Ted McLaren
- Born: Edward McLaren 28 May 1902 Edinburgh, Scotland
- Died: 30 March 1950 (aged 47) Chalfont St Peter, England

Rugby union career
- Position: Centre

Amateur team(s)
- Years: Team / Apps / (Points)
- Royal HSFP
- London Scottish
- Shanghai

Provincial / State sides
- Years: Team / Apps / (Points)
- 1922: Edinburgh District
- 1923: Scotland Probables
- 1924: Scotland Possibles

International career
- Years: Team / Apps / (Points)
- 1923-24: Scotland / 5 / (9)

= Ted McLaren =

Scotland international rugby union player

Ted McLaren (28 May 1902 – 30 March 1950) was a Scotland international rugby union player.

==Rugby Union career==

===Amateur career===

McLaren was brought up in Edinburgh and went to the Royal High School. He later played rugby union for Royal HSFP.

On moving to London for business he then played rugby union for London Scottish.

He later played rugby for the Shanghai Rugby Club in China.

===Provincial career===

While with Royal HSFP he played for Edinburgh District in the inter-city match of 1922.

While with London Scottish he played for Scotland Probables in the first trial match of 1923. He then played for the Scotland Possibles in the subsequent trial match, a month later, in 1924.

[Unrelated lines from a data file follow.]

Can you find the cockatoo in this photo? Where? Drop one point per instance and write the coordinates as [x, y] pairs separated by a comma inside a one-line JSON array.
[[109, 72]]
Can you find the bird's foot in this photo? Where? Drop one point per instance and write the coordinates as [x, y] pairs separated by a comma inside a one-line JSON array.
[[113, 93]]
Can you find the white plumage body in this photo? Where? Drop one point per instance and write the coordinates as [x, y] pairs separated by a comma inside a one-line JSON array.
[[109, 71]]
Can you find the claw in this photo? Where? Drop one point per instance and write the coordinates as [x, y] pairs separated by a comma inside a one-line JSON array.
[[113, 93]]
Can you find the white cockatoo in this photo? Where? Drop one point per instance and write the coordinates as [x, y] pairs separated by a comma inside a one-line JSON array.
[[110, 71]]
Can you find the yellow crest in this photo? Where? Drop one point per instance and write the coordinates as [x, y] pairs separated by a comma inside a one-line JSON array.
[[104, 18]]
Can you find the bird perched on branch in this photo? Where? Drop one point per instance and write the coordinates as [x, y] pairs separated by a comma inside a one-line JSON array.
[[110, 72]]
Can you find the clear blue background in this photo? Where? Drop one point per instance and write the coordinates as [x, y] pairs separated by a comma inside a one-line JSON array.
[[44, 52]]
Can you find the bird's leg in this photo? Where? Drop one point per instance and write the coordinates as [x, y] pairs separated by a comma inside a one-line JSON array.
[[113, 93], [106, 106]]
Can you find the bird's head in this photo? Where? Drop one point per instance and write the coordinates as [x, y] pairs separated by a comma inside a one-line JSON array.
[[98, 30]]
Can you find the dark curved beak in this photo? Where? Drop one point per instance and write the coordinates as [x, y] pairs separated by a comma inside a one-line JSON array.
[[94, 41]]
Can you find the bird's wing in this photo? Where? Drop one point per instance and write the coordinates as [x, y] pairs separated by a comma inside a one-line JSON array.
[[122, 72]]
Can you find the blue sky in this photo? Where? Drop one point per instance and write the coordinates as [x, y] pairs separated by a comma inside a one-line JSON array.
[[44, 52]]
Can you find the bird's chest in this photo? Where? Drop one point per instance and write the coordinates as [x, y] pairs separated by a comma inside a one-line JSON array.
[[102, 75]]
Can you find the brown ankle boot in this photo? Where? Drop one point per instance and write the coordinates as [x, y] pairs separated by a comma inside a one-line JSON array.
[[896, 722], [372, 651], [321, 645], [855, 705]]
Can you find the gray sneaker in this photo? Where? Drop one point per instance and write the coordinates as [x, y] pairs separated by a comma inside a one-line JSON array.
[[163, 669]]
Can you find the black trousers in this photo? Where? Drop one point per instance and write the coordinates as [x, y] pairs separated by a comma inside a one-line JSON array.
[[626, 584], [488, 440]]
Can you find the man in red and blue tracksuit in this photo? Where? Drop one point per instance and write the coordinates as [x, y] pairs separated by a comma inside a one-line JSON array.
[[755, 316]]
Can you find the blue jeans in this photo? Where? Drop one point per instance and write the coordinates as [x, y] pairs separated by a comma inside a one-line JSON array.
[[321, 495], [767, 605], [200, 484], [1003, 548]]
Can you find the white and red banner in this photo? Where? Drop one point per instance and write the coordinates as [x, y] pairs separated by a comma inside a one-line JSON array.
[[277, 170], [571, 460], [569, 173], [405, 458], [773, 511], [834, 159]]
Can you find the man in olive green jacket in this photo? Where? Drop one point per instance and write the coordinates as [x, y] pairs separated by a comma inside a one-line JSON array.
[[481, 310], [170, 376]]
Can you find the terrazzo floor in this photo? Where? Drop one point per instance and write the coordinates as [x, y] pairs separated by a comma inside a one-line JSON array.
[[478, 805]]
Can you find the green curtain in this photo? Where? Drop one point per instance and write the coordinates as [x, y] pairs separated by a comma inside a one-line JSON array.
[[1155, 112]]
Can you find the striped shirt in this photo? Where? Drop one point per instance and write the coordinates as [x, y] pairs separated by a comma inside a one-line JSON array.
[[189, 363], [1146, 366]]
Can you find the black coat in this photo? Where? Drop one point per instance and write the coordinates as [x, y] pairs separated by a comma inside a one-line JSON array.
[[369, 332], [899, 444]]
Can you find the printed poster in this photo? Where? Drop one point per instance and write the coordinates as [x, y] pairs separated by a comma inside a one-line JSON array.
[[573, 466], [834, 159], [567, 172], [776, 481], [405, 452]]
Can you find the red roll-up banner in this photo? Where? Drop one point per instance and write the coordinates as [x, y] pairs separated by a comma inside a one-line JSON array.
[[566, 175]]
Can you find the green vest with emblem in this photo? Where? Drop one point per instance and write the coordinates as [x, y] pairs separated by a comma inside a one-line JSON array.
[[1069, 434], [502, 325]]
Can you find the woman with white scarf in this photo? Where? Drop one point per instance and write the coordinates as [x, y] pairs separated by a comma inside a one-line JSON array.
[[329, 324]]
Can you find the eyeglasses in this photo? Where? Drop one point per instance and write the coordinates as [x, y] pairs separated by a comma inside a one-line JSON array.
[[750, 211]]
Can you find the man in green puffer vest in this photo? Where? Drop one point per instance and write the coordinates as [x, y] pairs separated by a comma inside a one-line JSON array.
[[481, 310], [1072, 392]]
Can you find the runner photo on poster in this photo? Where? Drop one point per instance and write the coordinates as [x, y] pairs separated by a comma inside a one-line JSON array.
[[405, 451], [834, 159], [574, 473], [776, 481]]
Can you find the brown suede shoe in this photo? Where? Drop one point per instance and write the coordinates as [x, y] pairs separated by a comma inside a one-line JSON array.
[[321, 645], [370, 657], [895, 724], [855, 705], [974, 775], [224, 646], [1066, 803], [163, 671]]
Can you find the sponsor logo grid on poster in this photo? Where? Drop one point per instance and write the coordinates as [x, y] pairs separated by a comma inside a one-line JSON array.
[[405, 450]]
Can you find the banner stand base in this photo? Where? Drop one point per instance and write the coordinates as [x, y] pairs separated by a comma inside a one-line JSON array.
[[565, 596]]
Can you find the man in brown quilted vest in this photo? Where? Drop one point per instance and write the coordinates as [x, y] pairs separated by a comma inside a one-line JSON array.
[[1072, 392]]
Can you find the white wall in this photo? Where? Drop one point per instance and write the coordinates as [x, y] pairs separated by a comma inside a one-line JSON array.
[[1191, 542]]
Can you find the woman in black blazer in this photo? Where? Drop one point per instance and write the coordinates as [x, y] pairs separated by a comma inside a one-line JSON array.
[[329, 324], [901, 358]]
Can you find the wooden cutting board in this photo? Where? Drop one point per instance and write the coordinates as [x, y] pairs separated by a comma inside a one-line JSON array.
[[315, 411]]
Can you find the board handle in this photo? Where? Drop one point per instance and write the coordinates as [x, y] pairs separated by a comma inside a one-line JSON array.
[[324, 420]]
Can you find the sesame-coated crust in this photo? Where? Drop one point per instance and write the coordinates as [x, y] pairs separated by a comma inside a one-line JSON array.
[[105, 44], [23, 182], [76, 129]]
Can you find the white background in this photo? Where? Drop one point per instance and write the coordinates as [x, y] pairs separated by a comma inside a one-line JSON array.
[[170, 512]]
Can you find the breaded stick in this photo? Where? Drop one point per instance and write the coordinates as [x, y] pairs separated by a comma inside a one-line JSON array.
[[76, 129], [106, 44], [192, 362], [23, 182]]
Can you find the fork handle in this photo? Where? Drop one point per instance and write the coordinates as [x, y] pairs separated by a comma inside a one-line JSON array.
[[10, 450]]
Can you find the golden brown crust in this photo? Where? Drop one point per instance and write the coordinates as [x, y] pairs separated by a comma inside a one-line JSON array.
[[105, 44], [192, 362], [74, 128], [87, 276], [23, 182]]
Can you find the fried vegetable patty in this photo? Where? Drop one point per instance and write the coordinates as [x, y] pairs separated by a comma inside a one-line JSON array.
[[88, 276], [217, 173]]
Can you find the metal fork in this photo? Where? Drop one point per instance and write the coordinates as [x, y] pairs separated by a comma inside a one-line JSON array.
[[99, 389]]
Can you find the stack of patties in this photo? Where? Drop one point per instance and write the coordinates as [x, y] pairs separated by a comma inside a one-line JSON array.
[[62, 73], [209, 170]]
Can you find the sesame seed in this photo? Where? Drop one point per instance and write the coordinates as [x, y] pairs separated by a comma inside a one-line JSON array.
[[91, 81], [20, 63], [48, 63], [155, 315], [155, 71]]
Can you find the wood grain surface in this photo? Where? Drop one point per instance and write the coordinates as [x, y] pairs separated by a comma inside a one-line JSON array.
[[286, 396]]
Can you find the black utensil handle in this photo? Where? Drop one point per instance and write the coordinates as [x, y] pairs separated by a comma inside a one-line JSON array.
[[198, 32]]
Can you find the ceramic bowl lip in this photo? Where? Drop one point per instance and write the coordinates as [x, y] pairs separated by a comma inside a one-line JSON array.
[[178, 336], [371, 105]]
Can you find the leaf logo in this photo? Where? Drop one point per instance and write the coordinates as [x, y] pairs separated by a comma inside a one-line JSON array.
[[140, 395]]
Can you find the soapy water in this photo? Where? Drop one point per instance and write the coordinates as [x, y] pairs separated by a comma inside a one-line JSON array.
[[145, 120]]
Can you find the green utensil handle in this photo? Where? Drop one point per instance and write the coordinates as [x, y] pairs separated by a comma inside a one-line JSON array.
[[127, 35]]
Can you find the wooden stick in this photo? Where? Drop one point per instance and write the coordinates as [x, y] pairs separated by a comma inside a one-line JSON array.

===International career===

He was capped 5 times for Scotland from 1923 to 1924.

===Administrative career===

He was made a vice-president of the Shanghai club in 1938. He was made President shortly after the war ended. He moved to England in 1949 after the communists took control in China.

The last recorded game of Shanghai rugby club in the 1950s (before the club was re-started in the 1990s) was on 18 March 1950 (a match between the players and former players), although the club drifted on till 1952 in the new communist China. Taken ill a week before that match with a coronary thrombosis, McLaren died around two weeks after that last match in March 1950. Shorn of McLaren's Scottish influence, the closing funds of the club in 1952 went instead to Twickenham in England to furnish the President's Room there.

===Referee career===

He became a rugby union referee in China when his playing days were over.

==Business career==

McLaren worked with the shipping firm Butterfield & Swire. He learned Chinese; and managed to work in various Chinese cities:- Hankow, Shanghai, Tientsin and Hong Kong. He was praised by his company for his sensitive handling of the Wanhsien incident on the Upper Yangtze in 1926 when two boats were seized by the local warlord Yang Sen.

==Friendship with Eric Liddell==

McLaren was great friends with fellow Scotland international Eric Liddell. Aside from playing in the same Scotland side and being friends in Edinburgh, both moved to Tientsin - Liddell as a missionary and McLaren with business working for Butterfield and Swire - and remained friends in China. Both remained in China as the Second World War started; and both were interred in the Tientsen camp by Japan, before both were sent to the same Japanese Civilian Internment camp in Weihsien, China.

Liddell did not survive the Weihsen camp and died in 1944. It was McLaren that delivered Liddell's eulogy in camp.

We played [Rugby] in the same side and against one another for... three years and never once did he show the slightest sign of bad temper or bad sportsmanship... both... were utterly foreign to him. Many a time he was lain for by his opponents, whose tactics were at least doubtful, but never would he repay them with their own coin - his method was invariable. He merely played better rugby and made them look as second raters. [He had] that characteristic of never to give in ― he was never beaten but always trying... no truer sportsman ever drew on a running shoe...

==Weihsen Internment Camp==

McLaren became the Chairman of Discipline Committee for the Weihsien Civilian Assembly Center, a prison camp which held 1,500 civilian internees, mostly British and Americans, of the Japanese. His job essentially was the go-between between the internees and the Camp Commander. He protected the internees as much as possible; and even managed to lambast the Japanese officers on occasion. He managed to secure two internees escape; waited until they could not be caught; and then reported the escape to the Japanese Commandant, Mr. Izu. This action successfully ensured no reprisals by the Japanese on the inmates.

Most inmates survived on very meagre rations. That the majority survived is testament to McLaren's skill of diplomacy and organisation; and when the camp was liberated by the Americans they were astounded to find it well-run. The Commandment Mr. Izu was charged with war crimes - but it was McLaren that testified on his behalf, as he believed Izu had done his best for the camp under the Japanese regime; and so Izu was acquitted.